Only a few weeks have passed since Houthis expropriated dozens of historic houses in the Old City of Sanaa and the Iran-backed group is back at targeting the UNESCO-classified World Heritage Site with sectarian projects.
Sources working in the Culture Ministry, which is under Houthi control in Sanaa, revealed to Asharq Al-Awsat that Houthi coupists had made extensive changes to landmarks in the Old City of Sanaa.
Houthi changes, according to sources, included writing and printing dozens of slogans containing the phrases of the militia’s founder and current leader and placing them on the city’s gates, corridors, and most of the walls of its homes.
These changes took place based on the outcomes of a meeting held around ten days ago.
The meeting was headed by Abdallah al-Kabsi, the Houthi culture minister, and attended by Hammoud Abbad, the Houthi secretary for Sanaa.
According to sources, the meeting discussed Houthis implementing aesthetic projects in the Old City of Sanaa.
The meeting produced a mechanism that stipulates making wide changes to the entrances and exits of Bab al-Yaman.
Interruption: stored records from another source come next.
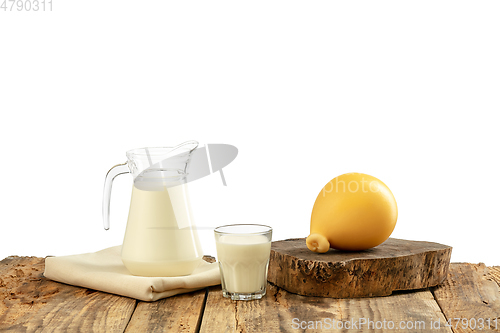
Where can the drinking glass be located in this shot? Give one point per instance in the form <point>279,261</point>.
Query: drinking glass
<point>243,253</point>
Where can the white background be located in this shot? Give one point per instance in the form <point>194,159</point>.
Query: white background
<point>406,91</point>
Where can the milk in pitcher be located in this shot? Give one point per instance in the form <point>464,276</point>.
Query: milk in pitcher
<point>158,232</point>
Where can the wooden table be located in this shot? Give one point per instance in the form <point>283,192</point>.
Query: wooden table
<point>31,303</point>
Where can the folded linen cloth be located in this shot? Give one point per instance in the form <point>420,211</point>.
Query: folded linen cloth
<point>104,271</point>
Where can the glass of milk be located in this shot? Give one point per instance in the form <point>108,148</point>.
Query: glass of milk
<point>243,254</point>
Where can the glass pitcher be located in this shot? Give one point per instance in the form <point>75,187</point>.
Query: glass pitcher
<point>160,238</point>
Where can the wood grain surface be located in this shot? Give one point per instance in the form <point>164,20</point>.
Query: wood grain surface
<point>394,265</point>
<point>31,303</point>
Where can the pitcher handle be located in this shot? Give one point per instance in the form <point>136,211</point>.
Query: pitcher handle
<point>118,169</point>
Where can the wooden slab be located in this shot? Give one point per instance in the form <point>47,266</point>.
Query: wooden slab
<point>394,265</point>
<point>30,303</point>
<point>281,311</point>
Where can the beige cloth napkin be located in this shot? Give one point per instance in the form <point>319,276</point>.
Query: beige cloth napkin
<point>104,271</point>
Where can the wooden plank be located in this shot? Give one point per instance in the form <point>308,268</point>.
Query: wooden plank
<point>396,264</point>
<point>32,303</point>
<point>180,313</point>
<point>220,313</point>
<point>281,311</point>
<point>470,298</point>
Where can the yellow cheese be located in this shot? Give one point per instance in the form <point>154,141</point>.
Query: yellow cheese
<point>352,212</point>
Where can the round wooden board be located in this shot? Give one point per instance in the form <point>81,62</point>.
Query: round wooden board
<point>396,264</point>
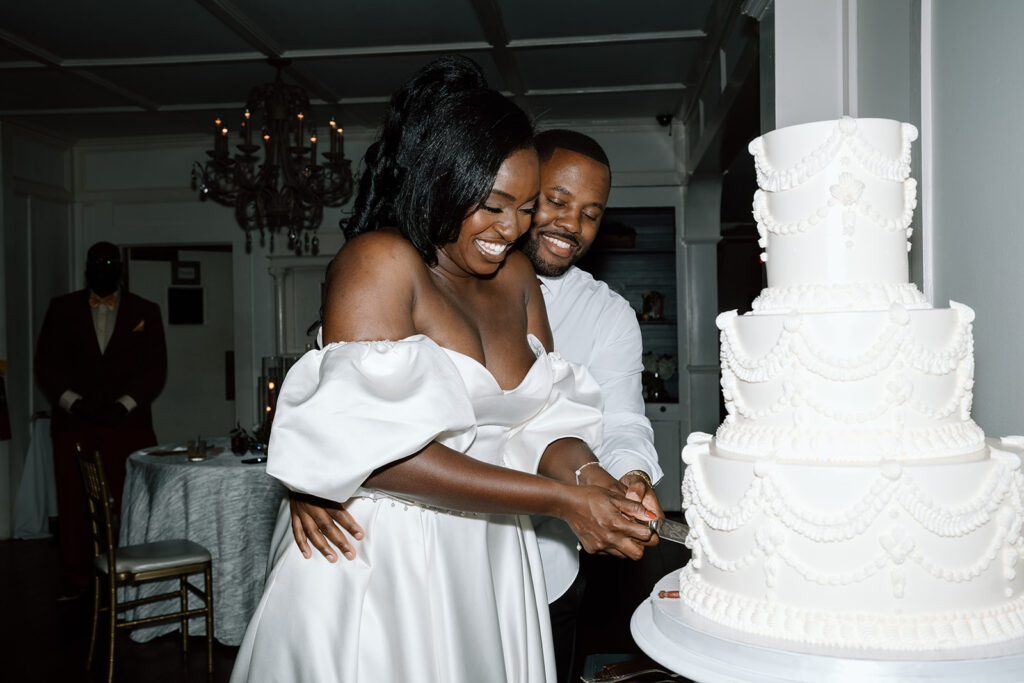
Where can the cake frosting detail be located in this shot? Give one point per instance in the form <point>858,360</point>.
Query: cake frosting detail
<point>850,386</point>
<point>834,213</point>
<point>818,298</point>
<point>884,569</point>
<point>848,500</point>
<point>842,135</point>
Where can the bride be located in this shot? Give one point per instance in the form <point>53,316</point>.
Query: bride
<point>437,414</point>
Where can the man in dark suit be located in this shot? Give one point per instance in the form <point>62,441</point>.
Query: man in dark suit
<point>100,361</point>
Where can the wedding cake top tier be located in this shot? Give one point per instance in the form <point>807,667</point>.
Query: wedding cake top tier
<point>834,212</point>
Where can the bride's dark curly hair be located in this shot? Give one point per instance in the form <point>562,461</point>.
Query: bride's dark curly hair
<point>442,139</point>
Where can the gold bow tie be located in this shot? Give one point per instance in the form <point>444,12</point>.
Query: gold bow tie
<point>110,300</point>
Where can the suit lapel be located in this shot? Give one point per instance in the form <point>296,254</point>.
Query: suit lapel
<point>83,321</point>
<point>124,323</point>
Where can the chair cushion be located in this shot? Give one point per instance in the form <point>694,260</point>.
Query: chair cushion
<point>154,556</point>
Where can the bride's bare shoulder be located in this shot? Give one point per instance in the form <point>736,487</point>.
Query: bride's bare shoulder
<point>371,288</point>
<point>373,257</point>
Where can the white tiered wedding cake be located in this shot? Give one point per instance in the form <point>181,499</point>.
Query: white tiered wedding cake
<point>849,503</point>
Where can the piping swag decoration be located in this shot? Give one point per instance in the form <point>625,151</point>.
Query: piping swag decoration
<point>838,297</point>
<point>796,356</point>
<point>771,503</point>
<point>847,193</point>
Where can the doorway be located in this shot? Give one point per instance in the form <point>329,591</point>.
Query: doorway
<point>193,286</point>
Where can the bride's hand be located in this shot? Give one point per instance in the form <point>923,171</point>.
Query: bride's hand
<point>605,521</point>
<point>320,522</point>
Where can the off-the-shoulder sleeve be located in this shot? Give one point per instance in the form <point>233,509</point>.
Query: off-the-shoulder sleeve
<point>351,408</point>
<point>572,410</point>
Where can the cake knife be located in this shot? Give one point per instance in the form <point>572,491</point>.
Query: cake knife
<point>669,529</point>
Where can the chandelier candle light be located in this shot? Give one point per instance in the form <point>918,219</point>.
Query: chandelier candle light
<point>289,189</point>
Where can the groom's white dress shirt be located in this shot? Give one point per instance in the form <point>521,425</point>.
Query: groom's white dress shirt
<point>598,329</point>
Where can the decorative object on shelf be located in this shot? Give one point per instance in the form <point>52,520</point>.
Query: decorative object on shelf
<point>289,189</point>
<point>274,370</point>
<point>653,305</point>
<point>656,369</point>
<point>242,440</point>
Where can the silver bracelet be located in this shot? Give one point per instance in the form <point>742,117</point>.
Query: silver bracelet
<point>585,465</point>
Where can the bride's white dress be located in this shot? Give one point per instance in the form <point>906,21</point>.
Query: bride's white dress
<point>432,595</point>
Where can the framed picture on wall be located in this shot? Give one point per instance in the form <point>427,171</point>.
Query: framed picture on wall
<point>184,305</point>
<point>184,272</point>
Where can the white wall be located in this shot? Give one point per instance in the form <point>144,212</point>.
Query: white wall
<point>136,193</point>
<point>977,96</point>
<point>37,241</point>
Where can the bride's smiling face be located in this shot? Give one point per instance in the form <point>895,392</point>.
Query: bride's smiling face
<point>489,229</point>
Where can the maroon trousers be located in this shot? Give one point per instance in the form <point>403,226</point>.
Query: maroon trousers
<point>73,514</point>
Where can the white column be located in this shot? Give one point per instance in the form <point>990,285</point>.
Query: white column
<point>809,51</point>
<point>701,231</point>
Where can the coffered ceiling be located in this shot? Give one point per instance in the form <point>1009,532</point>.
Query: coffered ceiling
<point>127,68</point>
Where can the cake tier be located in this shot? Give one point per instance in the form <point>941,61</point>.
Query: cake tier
<point>834,214</point>
<point>859,386</point>
<point>893,556</point>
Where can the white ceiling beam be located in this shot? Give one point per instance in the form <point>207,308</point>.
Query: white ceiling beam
<point>609,89</point>
<point>488,14</point>
<point>34,51</point>
<point>607,39</point>
<point>242,26</point>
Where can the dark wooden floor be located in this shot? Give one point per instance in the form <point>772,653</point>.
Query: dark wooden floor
<point>44,640</point>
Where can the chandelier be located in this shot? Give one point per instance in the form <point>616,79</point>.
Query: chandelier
<point>289,189</point>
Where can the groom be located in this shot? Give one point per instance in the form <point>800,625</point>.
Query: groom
<point>593,327</point>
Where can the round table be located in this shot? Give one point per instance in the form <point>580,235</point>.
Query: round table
<point>679,640</point>
<point>227,506</point>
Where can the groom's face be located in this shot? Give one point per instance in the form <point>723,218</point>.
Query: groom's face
<point>573,193</point>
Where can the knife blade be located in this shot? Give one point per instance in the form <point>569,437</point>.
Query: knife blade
<point>670,530</point>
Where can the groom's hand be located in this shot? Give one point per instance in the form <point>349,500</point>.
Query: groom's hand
<point>638,488</point>
<point>320,522</point>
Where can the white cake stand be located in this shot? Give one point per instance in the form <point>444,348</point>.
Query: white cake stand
<point>671,635</point>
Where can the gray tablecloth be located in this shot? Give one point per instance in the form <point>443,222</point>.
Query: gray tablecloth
<point>226,506</point>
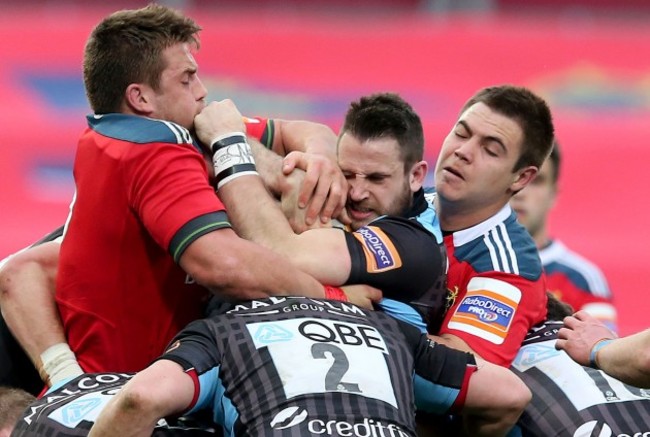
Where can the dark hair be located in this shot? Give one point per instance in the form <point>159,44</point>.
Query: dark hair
<point>387,115</point>
<point>13,401</point>
<point>556,310</point>
<point>126,48</point>
<point>555,158</point>
<point>531,113</point>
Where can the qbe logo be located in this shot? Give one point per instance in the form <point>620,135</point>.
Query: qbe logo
<point>293,416</point>
<point>595,429</point>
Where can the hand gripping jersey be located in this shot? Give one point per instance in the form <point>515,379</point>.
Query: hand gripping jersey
<point>16,369</point>
<point>285,367</point>
<point>495,287</point>
<point>298,366</point>
<point>572,400</point>
<point>401,256</point>
<point>142,197</point>
<point>578,282</point>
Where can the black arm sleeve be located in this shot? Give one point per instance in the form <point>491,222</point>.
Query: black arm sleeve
<point>398,256</point>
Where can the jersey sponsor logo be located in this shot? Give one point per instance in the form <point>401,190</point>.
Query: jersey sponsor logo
<point>85,407</point>
<point>380,252</point>
<point>487,309</point>
<point>299,304</point>
<point>532,355</point>
<point>270,333</point>
<point>293,416</point>
<point>595,429</point>
<point>289,417</point>
<point>326,356</point>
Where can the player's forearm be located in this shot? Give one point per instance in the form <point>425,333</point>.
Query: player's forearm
<point>269,167</point>
<point>124,417</point>
<point>305,136</point>
<point>628,359</point>
<point>27,283</point>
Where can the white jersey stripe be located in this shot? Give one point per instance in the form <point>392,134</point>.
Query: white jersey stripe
<point>511,251</point>
<point>493,254</point>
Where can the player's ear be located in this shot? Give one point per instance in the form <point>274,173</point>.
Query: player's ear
<point>522,177</point>
<point>138,97</point>
<point>417,174</point>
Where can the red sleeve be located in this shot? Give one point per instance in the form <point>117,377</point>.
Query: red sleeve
<point>495,312</point>
<point>169,189</point>
<point>261,129</point>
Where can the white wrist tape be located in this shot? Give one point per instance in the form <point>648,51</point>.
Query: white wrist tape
<point>232,157</point>
<point>59,364</point>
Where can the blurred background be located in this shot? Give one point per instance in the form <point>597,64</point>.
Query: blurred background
<point>308,59</point>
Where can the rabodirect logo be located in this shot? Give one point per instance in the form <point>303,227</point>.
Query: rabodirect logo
<point>590,429</point>
<point>292,416</point>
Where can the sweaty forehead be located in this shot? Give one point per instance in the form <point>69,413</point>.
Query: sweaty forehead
<point>376,155</point>
<point>482,120</point>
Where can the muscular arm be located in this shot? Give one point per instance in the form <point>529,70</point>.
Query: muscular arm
<point>27,299</point>
<point>238,269</point>
<point>256,215</point>
<point>627,359</point>
<point>158,391</point>
<point>496,398</point>
<point>312,148</point>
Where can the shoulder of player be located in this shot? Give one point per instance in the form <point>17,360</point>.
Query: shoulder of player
<point>394,223</point>
<point>498,244</point>
<point>559,258</point>
<point>139,130</point>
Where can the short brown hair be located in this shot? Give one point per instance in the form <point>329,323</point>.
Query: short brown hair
<point>387,115</point>
<point>531,113</point>
<point>126,47</point>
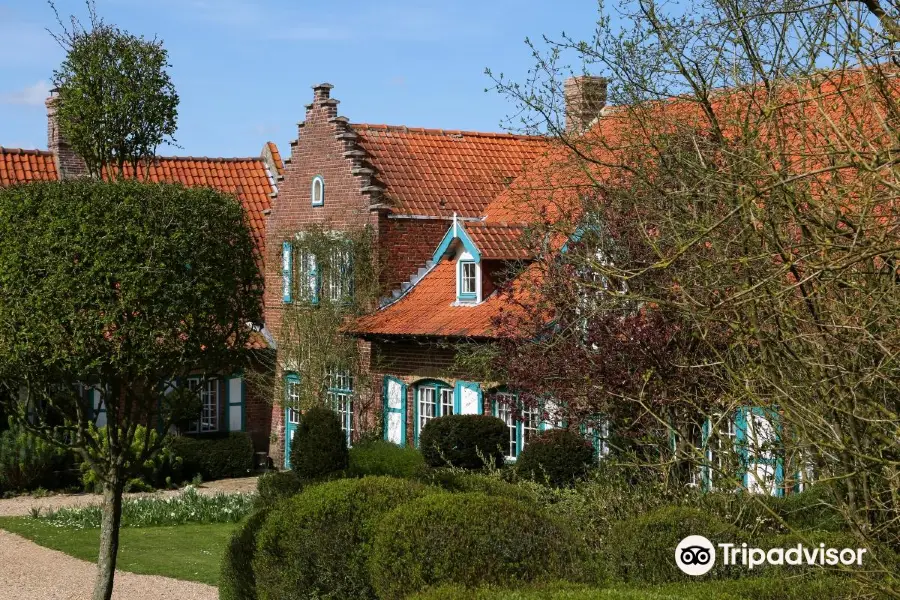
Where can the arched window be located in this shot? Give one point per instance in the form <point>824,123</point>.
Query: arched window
<point>317,191</point>
<point>433,399</point>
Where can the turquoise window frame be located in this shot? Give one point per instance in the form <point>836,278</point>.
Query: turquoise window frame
<point>331,390</point>
<point>289,427</point>
<point>437,385</point>
<point>312,190</point>
<point>460,267</point>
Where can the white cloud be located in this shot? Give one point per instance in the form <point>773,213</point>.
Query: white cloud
<point>31,95</point>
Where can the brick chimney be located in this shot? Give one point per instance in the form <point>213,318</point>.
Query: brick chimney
<point>585,97</point>
<point>68,163</point>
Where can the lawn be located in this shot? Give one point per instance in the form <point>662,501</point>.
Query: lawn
<point>192,552</point>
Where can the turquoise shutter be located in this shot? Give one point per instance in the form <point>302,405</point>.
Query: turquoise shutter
<point>287,260</point>
<point>394,401</point>
<point>467,398</point>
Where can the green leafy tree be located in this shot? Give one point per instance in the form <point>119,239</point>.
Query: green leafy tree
<point>116,101</point>
<point>119,287</point>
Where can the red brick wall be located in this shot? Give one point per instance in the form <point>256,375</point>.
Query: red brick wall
<point>407,244</point>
It also involved erecting sculptures near the historical Bab Shu’ub and others in several city squares and houses.
The sculptures are linked to the Houthi thought and project that is alien to Yemeni society.
In the meantime, activists, intellectuals, and workers in the field of heritage warned against the group’s current efforts to bulldoze what remained of the landmarks and symbolism in the Old City.
They raised the alarm on Houthis replacing Yemen’s natural heritage in the Old City with another medium imported from Iranian seminaries.
Houthi militias have continued to wage their overt war against Yemen’s historical and civilized landmarks, sources told Asharq Al-Awsat, pointing out to the group having turned the Old City of Sanaa into a closed security area.
Houthis have also confiscated many of the Old City’s homes and given them to its leaders and some of its supervisors.